For example, the focus size control circuitry 53 controls the size
of a focus formed in the anode 133 based on a deflecting voltage
value associated with a tube voltage value of the tube voltage in
the table storage 55, in order to form a focus of a predetermined
size in the anode 133 during the period where the tube voltage is
modulated. Specifically, the focus size control circuitry 53 inputs
the tube voltage detection signal, the tube current detection
signal, the tube voltage setting value, and the tube current
setting value. The focus size control circuitry 53 inputs to the
table storage 55 at least one of a tube voltage detection value
indicated by a tube voltage detection signal or a tube voltage
setting value indicated by a tube voltage setting signal, and
determines a deflecting voltage value required for forming the
focus of the predetermined size.
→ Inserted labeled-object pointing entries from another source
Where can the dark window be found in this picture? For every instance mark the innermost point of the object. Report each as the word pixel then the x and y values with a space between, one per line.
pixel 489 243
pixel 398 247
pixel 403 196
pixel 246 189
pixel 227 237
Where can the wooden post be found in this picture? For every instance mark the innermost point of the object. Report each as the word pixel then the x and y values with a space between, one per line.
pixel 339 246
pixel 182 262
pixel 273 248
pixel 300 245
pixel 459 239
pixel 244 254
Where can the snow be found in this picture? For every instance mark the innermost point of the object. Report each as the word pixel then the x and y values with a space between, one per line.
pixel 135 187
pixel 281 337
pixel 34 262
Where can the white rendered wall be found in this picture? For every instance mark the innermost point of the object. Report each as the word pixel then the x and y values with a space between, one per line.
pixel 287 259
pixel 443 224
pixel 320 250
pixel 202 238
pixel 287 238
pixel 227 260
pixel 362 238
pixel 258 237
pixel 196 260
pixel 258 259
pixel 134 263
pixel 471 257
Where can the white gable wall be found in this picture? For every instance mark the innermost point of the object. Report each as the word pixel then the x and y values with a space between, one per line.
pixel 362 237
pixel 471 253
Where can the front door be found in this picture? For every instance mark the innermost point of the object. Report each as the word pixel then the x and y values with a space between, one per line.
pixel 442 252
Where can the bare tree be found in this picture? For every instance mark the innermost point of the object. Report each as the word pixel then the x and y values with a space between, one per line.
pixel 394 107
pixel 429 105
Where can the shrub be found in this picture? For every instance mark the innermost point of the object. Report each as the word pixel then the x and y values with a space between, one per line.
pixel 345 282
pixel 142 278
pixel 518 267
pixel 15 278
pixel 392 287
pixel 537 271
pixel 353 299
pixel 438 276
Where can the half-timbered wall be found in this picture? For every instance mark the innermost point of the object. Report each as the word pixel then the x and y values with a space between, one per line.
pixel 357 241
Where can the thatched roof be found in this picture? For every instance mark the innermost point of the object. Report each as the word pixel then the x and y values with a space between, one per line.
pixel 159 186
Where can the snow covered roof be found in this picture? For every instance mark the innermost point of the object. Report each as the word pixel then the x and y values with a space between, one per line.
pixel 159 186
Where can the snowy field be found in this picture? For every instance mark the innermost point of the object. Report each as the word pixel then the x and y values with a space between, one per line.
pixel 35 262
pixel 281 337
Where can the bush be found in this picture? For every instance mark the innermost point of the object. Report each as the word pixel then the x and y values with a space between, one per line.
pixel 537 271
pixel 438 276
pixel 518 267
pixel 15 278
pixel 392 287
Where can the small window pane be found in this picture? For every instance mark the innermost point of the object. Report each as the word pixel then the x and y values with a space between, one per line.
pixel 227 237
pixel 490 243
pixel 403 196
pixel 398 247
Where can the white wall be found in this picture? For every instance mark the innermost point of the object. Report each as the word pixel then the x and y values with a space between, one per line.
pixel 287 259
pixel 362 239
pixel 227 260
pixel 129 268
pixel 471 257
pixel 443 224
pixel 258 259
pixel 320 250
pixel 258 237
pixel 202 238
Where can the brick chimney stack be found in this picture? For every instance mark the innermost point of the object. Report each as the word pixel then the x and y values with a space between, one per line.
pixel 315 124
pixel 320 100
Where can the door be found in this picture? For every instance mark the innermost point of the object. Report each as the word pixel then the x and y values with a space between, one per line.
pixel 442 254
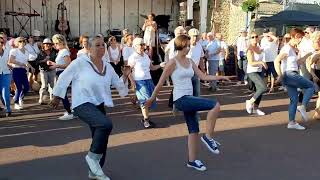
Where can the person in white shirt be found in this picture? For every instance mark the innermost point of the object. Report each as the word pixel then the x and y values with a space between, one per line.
pixel 5 75
pixel 62 61
pixel 213 57
pixel 290 77
pixel 91 78
pixel 224 49
pixel 127 50
pixel 242 45
pixel 18 60
pixel 141 65
pixel 196 54
pixel 182 69
pixel 270 51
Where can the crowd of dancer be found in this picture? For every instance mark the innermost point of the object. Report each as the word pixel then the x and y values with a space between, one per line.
pixel 190 58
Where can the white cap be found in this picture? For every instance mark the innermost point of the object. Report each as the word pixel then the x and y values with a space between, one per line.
pixel 137 41
pixel 47 41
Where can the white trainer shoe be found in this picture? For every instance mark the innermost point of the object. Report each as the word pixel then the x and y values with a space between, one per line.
pixel 66 116
pixel 296 126
pixel 303 112
pixel 259 112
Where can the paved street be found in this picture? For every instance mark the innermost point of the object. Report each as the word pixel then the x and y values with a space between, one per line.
pixel 34 145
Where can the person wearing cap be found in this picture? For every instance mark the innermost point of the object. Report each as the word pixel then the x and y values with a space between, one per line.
pixel 91 78
pixel 213 50
pixel 141 65
pixel 18 60
pixel 47 72
pixel 196 54
pixel 5 75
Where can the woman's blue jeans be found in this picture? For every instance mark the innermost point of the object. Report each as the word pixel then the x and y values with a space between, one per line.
pixel 5 80
pixel 292 80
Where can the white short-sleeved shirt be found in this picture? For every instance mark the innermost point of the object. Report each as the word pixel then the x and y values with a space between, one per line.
pixel 270 50
pixel 196 53
pixel 20 56
pixel 60 57
pixel 140 65
pixel 126 52
pixel 289 64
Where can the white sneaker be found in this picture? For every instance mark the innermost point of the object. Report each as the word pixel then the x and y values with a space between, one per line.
pixel 259 112
pixel 93 176
pixel 303 112
pixel 296 126
pixel 17 107
pixel 66 116
pixel 94 166
pixel 249 107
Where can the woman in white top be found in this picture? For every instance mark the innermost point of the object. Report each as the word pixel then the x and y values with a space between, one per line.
pixel 115 54
pixel 141 65
pixel 62 61
pixel 127 49
pixel 289 75
pixel 19 62
pixel 182 69
pixel 5 75
pixel 254 72
pixel 150 27
pixel 91 79
pixel 313 66
pixel 83 40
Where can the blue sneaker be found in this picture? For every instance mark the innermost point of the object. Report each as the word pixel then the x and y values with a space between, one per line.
pixel 211 144
pixel 197 164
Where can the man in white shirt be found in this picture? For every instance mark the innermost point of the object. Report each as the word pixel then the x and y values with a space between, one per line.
pixel 196 54
pixel 242 47
pixel 270 52
pixel 213 57
pixel 222 54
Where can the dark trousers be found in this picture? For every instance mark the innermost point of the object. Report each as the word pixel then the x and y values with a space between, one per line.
pixel 100 126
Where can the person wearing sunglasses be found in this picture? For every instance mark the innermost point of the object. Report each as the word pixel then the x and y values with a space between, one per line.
pixel 254 72
pixel 287 67
pixel 5 75
pixel 182 69
pixel 18 60
pixel 141 65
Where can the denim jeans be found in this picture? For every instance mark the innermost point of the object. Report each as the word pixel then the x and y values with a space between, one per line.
pixel 190 106
pixel 5 80
pixel 20 78
pixel 65 101
pixel 292 80
pixel 196 85
pixel 260 86
pixel 100 126
pixel 213 69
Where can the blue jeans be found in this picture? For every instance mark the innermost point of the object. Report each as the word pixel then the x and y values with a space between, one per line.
pixel 260 86
pixel 65 101
pixel 196 85
pixel 213 69
pixel 20 78
pixel 292 80
pixel 190 106
pixel 100 126
pixel 5 80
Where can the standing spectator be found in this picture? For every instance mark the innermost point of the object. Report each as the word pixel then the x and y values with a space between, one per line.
pixel 213 57
pixel 18 60
pixel 5 75
pixel 270 52
pixel 47 72
pixel 62 61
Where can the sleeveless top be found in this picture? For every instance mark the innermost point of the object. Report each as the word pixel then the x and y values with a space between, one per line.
pixel 256 57
pixel 181 78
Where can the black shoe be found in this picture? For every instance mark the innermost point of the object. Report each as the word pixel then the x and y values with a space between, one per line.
pixel 8 114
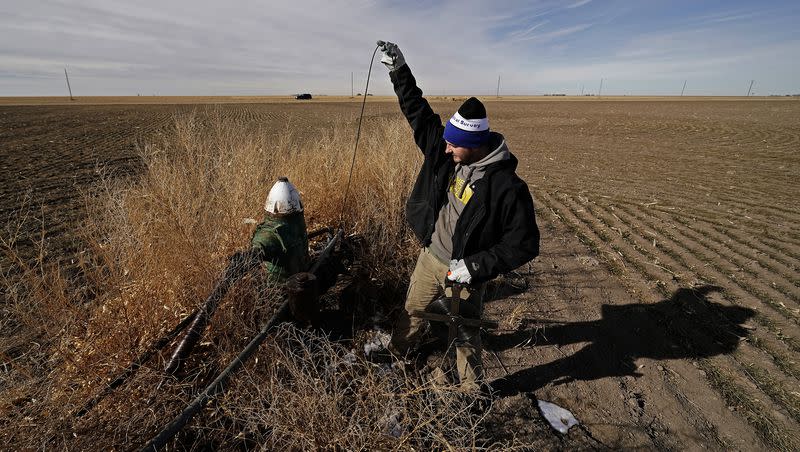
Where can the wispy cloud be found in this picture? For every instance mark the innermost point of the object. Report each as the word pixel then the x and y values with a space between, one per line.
pixel 454 46
pixel 578 3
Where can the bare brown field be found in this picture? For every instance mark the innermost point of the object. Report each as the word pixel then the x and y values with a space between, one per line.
pixel 664 311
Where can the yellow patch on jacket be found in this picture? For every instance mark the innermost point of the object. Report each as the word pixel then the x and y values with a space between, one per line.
pixel 456 185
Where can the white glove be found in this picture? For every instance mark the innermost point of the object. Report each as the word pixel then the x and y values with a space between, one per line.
pixel 392 56
pixel 458 272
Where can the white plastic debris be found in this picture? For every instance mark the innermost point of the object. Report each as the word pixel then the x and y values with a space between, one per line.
pixel 559 418
pixel 391 420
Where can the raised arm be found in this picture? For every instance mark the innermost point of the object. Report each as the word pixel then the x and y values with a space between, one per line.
pixel 426 125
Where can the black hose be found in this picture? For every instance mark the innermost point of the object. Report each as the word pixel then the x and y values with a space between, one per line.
pixel 136 364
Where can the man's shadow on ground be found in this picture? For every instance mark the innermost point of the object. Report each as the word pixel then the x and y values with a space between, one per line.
pixel 687 325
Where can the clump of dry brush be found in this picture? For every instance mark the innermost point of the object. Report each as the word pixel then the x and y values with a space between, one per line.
pixel 155 244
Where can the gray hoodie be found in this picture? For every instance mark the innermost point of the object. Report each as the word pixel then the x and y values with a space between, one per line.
pixel 458 195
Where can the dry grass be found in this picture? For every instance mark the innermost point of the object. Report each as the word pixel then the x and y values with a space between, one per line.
pixel 153 248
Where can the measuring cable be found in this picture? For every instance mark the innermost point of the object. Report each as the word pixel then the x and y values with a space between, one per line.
pixel 358 136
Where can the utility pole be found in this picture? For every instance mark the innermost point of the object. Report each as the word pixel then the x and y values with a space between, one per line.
pixel 68 87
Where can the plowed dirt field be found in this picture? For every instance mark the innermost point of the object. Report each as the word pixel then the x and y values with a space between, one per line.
pixel 664 310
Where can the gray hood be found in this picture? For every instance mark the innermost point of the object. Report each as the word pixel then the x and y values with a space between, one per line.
pixel 474 172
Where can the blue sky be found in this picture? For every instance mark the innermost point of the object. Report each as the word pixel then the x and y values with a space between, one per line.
pixel 183 47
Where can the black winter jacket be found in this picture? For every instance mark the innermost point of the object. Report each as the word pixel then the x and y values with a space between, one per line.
pixel 497 230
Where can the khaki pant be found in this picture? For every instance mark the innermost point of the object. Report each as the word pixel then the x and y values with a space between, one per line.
pixel 426 285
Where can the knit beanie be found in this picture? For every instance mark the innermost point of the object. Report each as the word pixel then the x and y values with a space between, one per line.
pixel 469 127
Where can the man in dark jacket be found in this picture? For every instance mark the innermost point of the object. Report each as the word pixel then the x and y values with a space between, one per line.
pixel 473 215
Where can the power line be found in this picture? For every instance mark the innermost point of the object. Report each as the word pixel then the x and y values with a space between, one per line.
pixel 68 87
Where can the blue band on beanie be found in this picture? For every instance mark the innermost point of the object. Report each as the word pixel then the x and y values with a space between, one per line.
pixel 463 138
The focus size control circuitry
53 may determine a deflecting voltage value based on at least one
of a tube current detection value indicated by a tube current
detection signal or a tube current setting value indicated by a
tube current setting signal, in addition to the tube voltage value.
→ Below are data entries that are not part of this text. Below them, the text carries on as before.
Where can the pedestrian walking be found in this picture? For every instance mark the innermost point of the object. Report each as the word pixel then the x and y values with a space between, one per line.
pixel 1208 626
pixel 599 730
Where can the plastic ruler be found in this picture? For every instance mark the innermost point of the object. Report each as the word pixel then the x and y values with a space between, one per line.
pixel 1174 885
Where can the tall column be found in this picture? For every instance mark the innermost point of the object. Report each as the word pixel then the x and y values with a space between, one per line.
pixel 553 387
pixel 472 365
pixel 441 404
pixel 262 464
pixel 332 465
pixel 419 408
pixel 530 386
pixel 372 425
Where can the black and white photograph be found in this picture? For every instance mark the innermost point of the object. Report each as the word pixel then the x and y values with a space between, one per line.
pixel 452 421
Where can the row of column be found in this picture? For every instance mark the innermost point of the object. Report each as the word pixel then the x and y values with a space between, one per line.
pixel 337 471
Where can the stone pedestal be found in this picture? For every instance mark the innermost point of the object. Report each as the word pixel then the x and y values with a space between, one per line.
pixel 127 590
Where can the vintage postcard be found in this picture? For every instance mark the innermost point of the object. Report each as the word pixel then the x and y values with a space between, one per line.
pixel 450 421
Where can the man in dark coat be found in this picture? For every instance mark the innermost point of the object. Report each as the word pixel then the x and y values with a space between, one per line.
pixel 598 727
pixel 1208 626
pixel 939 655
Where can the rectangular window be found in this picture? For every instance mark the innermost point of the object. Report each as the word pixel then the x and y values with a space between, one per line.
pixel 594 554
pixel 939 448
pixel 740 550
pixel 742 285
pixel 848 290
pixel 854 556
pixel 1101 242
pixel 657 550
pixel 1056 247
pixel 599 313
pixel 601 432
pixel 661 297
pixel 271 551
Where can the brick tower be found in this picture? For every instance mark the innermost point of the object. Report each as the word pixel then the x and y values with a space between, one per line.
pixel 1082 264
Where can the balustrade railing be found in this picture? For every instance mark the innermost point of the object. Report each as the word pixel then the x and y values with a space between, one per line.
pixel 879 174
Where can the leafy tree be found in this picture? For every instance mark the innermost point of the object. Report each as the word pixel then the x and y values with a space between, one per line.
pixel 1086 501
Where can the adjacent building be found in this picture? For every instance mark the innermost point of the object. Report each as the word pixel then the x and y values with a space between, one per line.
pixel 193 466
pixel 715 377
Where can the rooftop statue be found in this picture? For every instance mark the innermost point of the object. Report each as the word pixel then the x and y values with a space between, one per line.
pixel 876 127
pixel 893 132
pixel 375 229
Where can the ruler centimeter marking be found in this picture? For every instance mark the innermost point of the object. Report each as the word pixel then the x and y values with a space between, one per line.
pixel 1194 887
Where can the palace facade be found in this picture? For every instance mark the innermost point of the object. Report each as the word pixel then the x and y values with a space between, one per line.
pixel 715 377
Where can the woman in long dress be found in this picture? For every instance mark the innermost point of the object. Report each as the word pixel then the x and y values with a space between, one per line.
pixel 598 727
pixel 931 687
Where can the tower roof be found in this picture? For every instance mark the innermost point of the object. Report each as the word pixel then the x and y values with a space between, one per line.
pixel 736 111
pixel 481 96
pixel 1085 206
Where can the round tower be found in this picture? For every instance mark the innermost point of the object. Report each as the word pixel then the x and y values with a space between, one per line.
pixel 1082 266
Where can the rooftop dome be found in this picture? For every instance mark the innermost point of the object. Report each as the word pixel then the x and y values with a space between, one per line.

The focus size control circuitry 53 controls the deflecting voltage
generation circuitry 37 to apply a deflecting voltage of the
determined deflecting voltage value to the deflector 137.
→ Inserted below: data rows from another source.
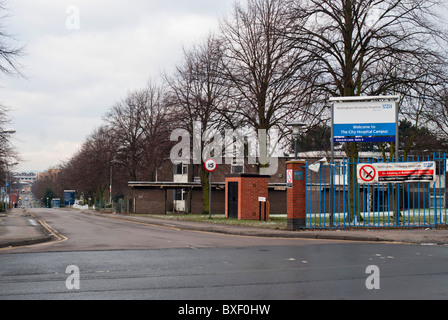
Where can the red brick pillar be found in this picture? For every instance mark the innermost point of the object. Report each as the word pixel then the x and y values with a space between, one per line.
pixel 296 195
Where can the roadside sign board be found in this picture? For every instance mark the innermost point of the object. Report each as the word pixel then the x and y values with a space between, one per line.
pixel 364 121
pixel 289 177
pixel 396 172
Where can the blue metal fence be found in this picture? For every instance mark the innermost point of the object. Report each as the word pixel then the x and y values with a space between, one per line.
pixel 335 199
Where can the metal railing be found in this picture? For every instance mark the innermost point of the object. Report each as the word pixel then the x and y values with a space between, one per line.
pixel 335 199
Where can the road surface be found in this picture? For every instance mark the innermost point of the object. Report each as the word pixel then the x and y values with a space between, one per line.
pixel 104 258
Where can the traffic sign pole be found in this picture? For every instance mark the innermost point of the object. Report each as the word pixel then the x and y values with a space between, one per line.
pixel 210 165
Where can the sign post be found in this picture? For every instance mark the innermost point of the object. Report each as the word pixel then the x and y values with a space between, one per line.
pixel 364 119
pixel 396 172
pixel 210 165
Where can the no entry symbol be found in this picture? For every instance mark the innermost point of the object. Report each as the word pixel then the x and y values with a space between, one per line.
pixel 367 173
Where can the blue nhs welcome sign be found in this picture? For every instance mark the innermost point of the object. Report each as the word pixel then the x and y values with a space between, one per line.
pixel 364 121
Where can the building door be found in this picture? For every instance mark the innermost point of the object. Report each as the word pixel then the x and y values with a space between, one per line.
pixel 232 200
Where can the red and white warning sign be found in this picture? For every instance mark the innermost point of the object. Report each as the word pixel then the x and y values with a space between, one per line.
pixel 367 173
pixel 396 172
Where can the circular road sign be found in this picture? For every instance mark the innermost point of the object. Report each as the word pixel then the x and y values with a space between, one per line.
pixel 367 173
pixel 210 165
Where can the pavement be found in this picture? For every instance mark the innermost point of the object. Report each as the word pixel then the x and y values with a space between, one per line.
pixel 19 227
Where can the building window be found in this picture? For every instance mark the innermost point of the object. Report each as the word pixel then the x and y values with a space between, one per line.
pixel 181 169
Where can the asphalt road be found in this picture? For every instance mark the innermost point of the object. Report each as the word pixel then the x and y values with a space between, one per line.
pixel 115 259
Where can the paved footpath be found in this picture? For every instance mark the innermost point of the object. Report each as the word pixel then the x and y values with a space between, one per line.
pixel 18 228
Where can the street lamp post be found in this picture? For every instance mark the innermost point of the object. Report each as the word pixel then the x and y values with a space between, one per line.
pixel 296 126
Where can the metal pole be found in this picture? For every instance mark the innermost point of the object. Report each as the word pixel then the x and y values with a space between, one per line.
pixel 110 186
pixel 210 196
pixel 296 140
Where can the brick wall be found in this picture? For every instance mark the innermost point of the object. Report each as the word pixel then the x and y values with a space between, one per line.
pixel 250 188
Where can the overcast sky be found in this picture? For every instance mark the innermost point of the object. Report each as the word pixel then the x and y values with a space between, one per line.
pixel 76 71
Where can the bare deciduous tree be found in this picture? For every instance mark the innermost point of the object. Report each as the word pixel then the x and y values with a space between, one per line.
pixel 200 96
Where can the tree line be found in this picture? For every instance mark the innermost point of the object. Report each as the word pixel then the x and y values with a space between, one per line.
pixel 269 63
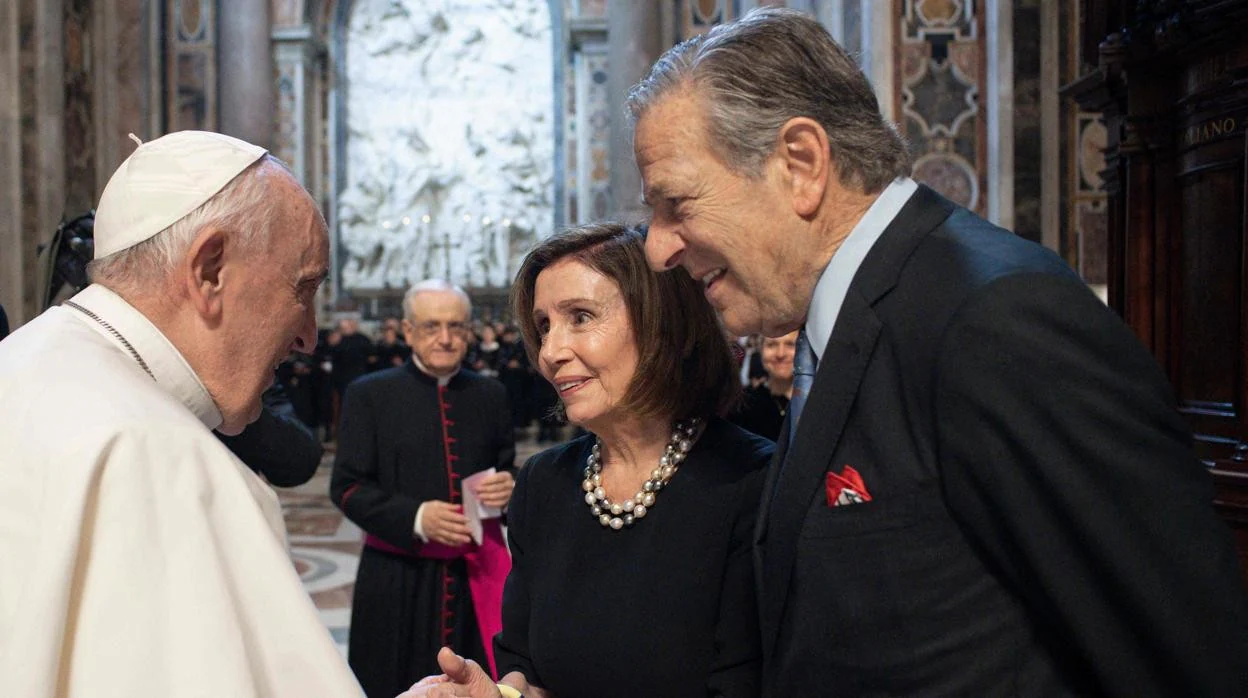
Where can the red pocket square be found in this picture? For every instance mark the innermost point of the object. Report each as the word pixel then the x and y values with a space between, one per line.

[0051] The table storage 55 stores a plurality of tube voltage
values and deflecting voltage values, the tube voltage values being
associated with the respective deflecting voltage values to be
applied to the deflector 137 in order to form a focus of a
predetermined size in the anode 133. In the case where a deflecting
voltage is determined in consideration of a tube current value, the
table storage 55 stores a plurality of tube voltage values, tube
current values, and deflecting voltage values, and the combinations
of a tube voltage value and a tube current value are associated
with the respective deflecting voltage values. In the following
description, it is assumed that a deflecting voltage value is
determined based on a tube voltage value and a tube current value.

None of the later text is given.